I have setup where parent disk is the syspreped image of the OS. I have created a child VM with differencing disk using syspreped image as a parent.

Is it possible to update syspreped image without affecting the child? Is there any other configuration that will not destroy the child disk when updating (syspreped) parent?

I have not been successful in applying changes to the parent without getting below error from the child VM:

Failed to Power on with Error 'The chain of virtual hard disks is corrupted. 
There is a mismatch in the identifiers of the parent virtual hard disk and differencing disk.'.

This message occurs when I power up parent machine, complete activation (from sysprep) update the OS and then execute sysprep one more time on the parent. After that child differencing disk will not boot again.

Best Answer

File systems put lots of file tracking information on disk. And if the blocks on the disk change at all, that tracking information is out of date. When this occurs, you get file corruption, chkdsk, and pain.

Differencing disks work by tracking the blocks that have been written since the differencing disk was created. New writes go into the child VHD (or AVHD) and reads come from that child if they exist there. If the block corresponding to the read is not in the child, it comes from the parent. The file system tracking structures are rewritten frequently and tend to exist mostly in the child. (Even if this last part weren't true, there would still be a problem here.)

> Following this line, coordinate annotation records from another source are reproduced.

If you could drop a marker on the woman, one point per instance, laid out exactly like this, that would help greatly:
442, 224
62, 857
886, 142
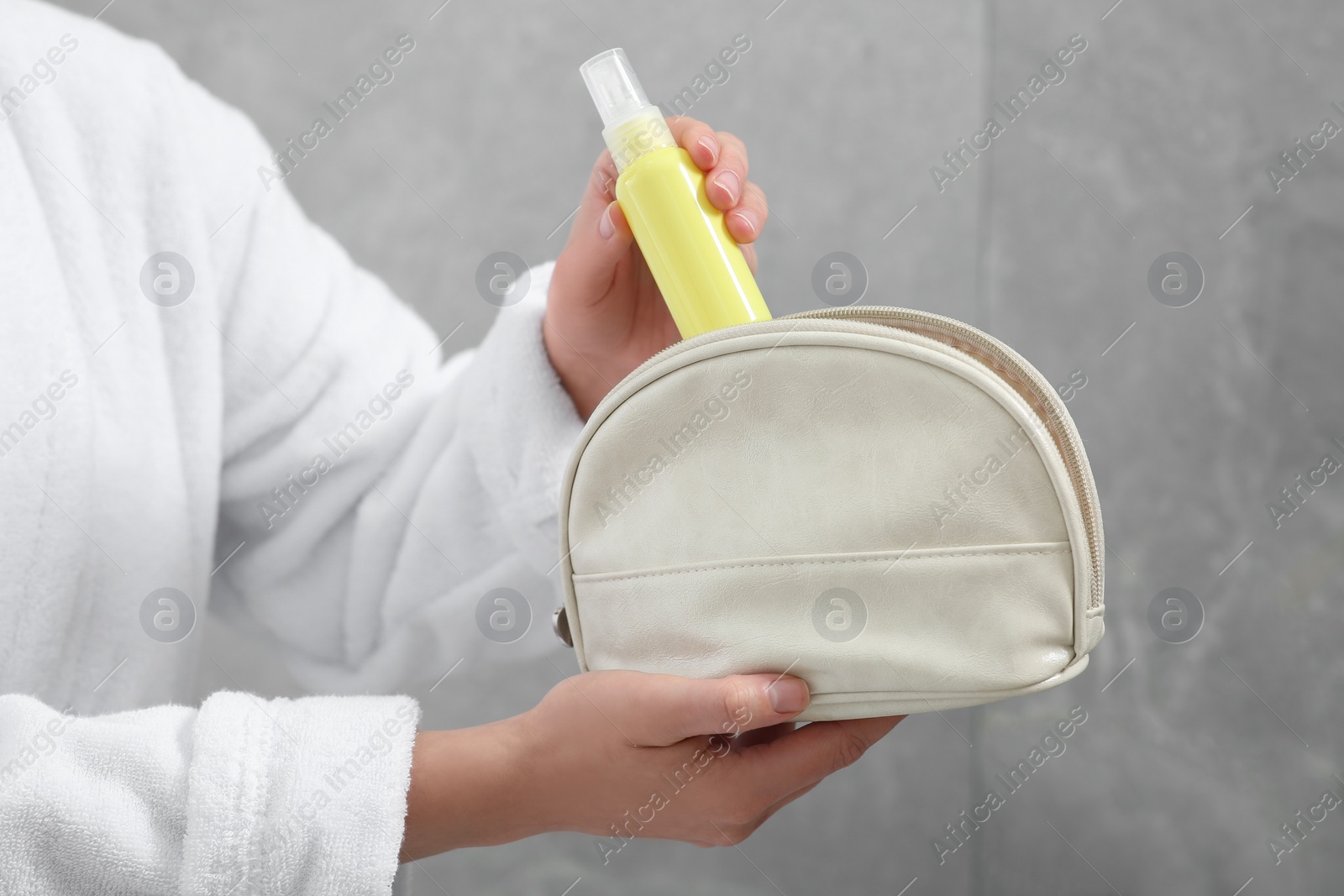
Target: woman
202, 396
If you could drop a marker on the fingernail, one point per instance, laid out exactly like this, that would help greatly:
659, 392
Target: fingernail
730, 183
748, 219
788, 696
711, 147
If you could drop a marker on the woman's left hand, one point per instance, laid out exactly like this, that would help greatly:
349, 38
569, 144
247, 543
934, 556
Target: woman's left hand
604, 313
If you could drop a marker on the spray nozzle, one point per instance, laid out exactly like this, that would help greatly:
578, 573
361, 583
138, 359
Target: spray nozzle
631, 123
615, 86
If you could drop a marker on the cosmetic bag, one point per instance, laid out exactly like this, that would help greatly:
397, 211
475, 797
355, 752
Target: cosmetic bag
889, 504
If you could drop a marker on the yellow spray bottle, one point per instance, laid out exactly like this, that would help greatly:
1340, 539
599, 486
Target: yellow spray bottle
698, 266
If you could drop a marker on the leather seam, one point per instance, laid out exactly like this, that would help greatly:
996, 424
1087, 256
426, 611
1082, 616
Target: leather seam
584, 577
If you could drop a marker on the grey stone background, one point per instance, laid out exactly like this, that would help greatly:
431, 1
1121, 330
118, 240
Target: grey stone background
1158, 140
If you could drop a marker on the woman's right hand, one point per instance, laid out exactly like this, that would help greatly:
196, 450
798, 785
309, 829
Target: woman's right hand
628, 754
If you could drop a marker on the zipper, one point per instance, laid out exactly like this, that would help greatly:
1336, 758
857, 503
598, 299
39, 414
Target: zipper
1026, 380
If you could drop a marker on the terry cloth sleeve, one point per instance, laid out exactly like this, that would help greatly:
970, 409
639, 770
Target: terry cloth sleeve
244, 795
385, 501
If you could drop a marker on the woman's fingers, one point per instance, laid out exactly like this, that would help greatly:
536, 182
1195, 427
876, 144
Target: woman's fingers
746, 221
810, 754
665, 710
696, 139
725, 183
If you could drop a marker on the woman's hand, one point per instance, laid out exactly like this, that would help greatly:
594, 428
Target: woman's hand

If you mount a parent VHD separately and change the file system on it, many of the blocks that are represented in the child will be changed in the parent, and thus be out of date in the child, including some of the tracking structures. So if you ever try to mount the child VHD again, it will then try to fetch things from the parent that are now misaligned. This will be seen as the corrupt file system that it is.

Many people end up asking the question that you just asked. Their confusion generally stems from not understanding that disks deal in blocks, not files. They expect that a VHD (which is a virtual block device, not a file system) exposes files to a VM. It doesn't. It exposes only blocks. The guest OS then lays down a file system of its choosing. The virtualization system (Hyper-V in this case) knows nothing about the files, only the blocks.

What you were really hoping for is a differencing file system, not differencing disk. Those exist, as network-attached storage. Windows doesn't boot from remote file systems though, so they probably won't solve your problem.